Can configure the address (-A) to start up with - one thing that wasn't included was the necessity to add '&' to the end in order for the command to execute (possibly something within the code)
Tested with a LAN machine (/w Firefox + Copper) and the IPv4 address of the RPi on LAN
Initial Copper screenFirst view of the CoAP server from inside Copper

Selecting 'time' and clicking 'observe' produces the following result
ObservingObserving the time feature of the CoAP Server (PUSH notifications)

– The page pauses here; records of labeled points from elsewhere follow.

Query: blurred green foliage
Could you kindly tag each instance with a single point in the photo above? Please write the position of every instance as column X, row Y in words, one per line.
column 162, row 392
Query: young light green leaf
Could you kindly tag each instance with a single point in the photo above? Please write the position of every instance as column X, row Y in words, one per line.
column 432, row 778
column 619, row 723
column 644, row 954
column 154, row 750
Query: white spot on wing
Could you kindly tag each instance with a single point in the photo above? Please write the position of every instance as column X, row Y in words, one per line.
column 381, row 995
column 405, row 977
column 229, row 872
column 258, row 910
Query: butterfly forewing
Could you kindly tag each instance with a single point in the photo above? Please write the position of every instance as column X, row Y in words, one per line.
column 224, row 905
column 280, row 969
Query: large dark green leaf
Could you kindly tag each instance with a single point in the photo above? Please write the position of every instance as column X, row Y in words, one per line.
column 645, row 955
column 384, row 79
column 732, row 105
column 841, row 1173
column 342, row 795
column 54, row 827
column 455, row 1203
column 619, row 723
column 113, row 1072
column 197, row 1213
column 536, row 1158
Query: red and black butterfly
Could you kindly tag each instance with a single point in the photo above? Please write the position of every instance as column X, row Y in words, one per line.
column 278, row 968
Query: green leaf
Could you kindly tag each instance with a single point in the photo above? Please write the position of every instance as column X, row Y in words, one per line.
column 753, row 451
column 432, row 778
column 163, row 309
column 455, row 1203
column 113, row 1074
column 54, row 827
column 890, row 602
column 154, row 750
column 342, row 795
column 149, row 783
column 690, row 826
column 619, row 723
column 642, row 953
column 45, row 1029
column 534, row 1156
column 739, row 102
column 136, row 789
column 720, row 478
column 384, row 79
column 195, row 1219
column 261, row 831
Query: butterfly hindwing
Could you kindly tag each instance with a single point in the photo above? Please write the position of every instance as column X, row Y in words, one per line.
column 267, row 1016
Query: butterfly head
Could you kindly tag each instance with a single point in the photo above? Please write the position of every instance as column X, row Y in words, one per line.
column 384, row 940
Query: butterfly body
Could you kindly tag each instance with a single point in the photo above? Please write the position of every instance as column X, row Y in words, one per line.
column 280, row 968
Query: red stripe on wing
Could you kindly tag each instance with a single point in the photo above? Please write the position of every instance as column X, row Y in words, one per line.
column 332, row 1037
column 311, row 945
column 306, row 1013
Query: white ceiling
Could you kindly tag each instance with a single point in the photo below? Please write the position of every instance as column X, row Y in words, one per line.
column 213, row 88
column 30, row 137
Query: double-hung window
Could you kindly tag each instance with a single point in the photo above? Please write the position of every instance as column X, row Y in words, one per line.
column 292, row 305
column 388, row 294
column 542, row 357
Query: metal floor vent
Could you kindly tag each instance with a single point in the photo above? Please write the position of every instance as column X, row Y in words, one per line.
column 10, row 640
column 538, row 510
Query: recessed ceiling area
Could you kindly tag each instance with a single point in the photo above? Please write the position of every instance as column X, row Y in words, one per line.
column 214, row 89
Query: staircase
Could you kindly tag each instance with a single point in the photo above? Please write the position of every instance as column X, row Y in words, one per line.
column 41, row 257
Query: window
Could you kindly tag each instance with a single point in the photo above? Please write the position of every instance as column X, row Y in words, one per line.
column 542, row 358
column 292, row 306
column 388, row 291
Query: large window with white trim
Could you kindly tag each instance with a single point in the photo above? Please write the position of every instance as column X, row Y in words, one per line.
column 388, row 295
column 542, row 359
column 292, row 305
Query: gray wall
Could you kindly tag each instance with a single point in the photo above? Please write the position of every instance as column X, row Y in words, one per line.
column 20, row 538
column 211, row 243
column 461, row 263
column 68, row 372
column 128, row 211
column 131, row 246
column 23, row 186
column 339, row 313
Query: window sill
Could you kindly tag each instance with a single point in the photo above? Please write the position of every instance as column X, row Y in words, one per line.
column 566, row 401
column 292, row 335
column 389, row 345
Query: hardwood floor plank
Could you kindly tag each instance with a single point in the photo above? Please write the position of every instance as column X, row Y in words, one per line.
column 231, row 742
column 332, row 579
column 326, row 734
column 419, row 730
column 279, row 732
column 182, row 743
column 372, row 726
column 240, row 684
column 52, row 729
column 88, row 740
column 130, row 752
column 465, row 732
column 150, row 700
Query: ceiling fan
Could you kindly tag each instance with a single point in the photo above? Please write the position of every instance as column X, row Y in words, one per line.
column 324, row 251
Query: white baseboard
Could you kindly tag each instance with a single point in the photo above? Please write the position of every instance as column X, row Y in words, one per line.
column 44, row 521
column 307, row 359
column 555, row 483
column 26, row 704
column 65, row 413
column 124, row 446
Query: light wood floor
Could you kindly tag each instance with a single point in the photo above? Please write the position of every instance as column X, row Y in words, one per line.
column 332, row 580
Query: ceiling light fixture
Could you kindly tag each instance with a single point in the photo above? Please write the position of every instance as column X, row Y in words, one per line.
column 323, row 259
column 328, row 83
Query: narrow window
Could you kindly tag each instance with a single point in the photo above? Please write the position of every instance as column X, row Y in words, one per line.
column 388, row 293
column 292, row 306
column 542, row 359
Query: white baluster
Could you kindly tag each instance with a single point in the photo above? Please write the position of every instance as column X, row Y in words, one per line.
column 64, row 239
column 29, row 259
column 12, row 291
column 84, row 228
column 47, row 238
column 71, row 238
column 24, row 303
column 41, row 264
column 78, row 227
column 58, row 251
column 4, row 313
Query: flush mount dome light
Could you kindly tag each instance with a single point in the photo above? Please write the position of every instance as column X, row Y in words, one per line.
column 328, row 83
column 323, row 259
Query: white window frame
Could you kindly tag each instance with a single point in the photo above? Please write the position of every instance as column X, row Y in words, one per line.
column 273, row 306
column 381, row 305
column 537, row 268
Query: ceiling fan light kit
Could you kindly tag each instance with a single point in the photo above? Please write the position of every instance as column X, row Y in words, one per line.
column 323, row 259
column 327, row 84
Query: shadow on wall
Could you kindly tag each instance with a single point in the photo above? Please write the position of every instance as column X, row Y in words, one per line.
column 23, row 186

Running the client example program with settings "echo 1000 | sudo ./coap-client -m put -T cafe coap://192.168.1.7/time -f -"
gave the output: v:1 t:0 tkl:4 c:3 id:18275
which is just the header of the CoAP message (no payload was defined)
Also trying to 'put' into the core or async (instead of time) gives a response of "Method Not Allowed" same as trying the operations in Copper.

Having a running example is useful and next steps will be to configure the example, or write a separate script based on the example with the functionality that is required for the projects server.

ccoap is a C based implementation of a CoAP server with examples, however running anything other than the examples (there are command line versions) fails to work (no response from the server. Also required editing of /etc/services and installing cmake to compile the code.

WebIOPi is an interesting setup, has functionality for both CoAP and HTTP servers which could come in handy later on in the project. The main feature of the project is to have a web interface for viewing the GPIO ports on the board. it also is implemented as a daemon service, which is part of what is wanted for the project server.